The circuit above helps explaining how the inductor behaves and how the power is converted from electric to magnetic form and back. The circuit is divided into two parts, a charging circuit (left) and discharging circuit (right). The activation/deactivation of each circuit is done through a switch S. The charging/discharging action is related to the inductor. When the inductor is charging, the power from the voltage source (12 V) is split into two parts: an active/real power, which is being dissipated by the resistor R1 = 140 Ω and a reactive/imaginary power which is being stored in the inductor L = 3H.

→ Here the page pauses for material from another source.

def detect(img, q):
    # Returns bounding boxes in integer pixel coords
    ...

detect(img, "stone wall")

When the switch S is opening the charging circuit, it is also closing the discharging circuit. In this state, the energy stored in the inductor is discharged through the resistor R2 = 140 Ω. In the discharge phase all the electrical power in the discharge circuit is active power due to the fact that it passes through the resistor and the inductor is loosing its stored energy.
The power which flows back and forth between the source and the load is called reactive or imaginary power. The symbol for reactive power is Q and it’s also calculated by the product between voltage and current, but the unit of measurement is Volt Ampere Reactive [VAR].
Due to the increase and reduction of magnetic field (inductor) or electric field (capacitor), reactive power (Q) takes power away from the AC circuit, which makes it more difficult for the active power (P) to be supplied directly to a circuit or load.
Example on how to calculate reactive power
Calculate the reactive power in an inductor L = 5 mH in an AC circuit, with the peak voltage Epeak = 162 V and the frequency f = 60 Hz.
Step 1. Calculate Erms = Epeak / √2 = 162 / √2 = 114.55 V
Step 2. Calculate the inductive reactance XL = 2 ⋅ π ⋅ f ⋅ L = 2 ⋅ π ⋅ 60 ⋅ 5⋅10-3 = 1.885 Ω
Step 3. Calculate Ipeak = Epeak / XL = 162 / 1.885 = 85.994 A
Step 4. Calculate Irms = Ipeak / √2 = 85.994 / √2 = 60.771 A
Step 5. Calculate reactive power Q = Erms ⋅ Irms = 114.55 ⋅ 60.771 = 6.9614 VAR
Summary
The main differences between active and reactive power are summarized in the table below.
Active Power | Reactive Power |
It’s the real power used/consumed/dissipated by the circuit/load | It’s the power flowing back and forward from the source into the circuit, without doing any useful work |
It’s always positive, does not change direction | Can be positive or negative, changes direction periodically |
Flows only from source to load/circuit | Flows from source to load or reverse, from load to source |
Symbolized by the letter P and measured in Watts, P [W] | Symbolized by the letter Q and measured in Volt-Ampere-Reactive, Q [VAR] |
Measured in a real circuit with a Wattmeter | Measured in a real circuit with a VARmeter |
Generates useful work like, mechanical power, heat or light | Does not generate useful work, only oscillates back and forth between source and load/circuit |
Depends on the dissipative elements of the circuit (resistance) | Depends on the inductive or capacitive elements of the circuit (reactance) |
It’s maximum in a purely resistive circuit | It’s maximum in a purely inductive or capacitive circuit |
References
[1] Theodore Wildi, Electrical Machines, Drives and Power Systems, 6th Edition, Pearson, 2005.
[2] Stan Gibilisco, Teach Yourself Electricity and Electronics, 3rd Edition, McGraw-Hill, 2001.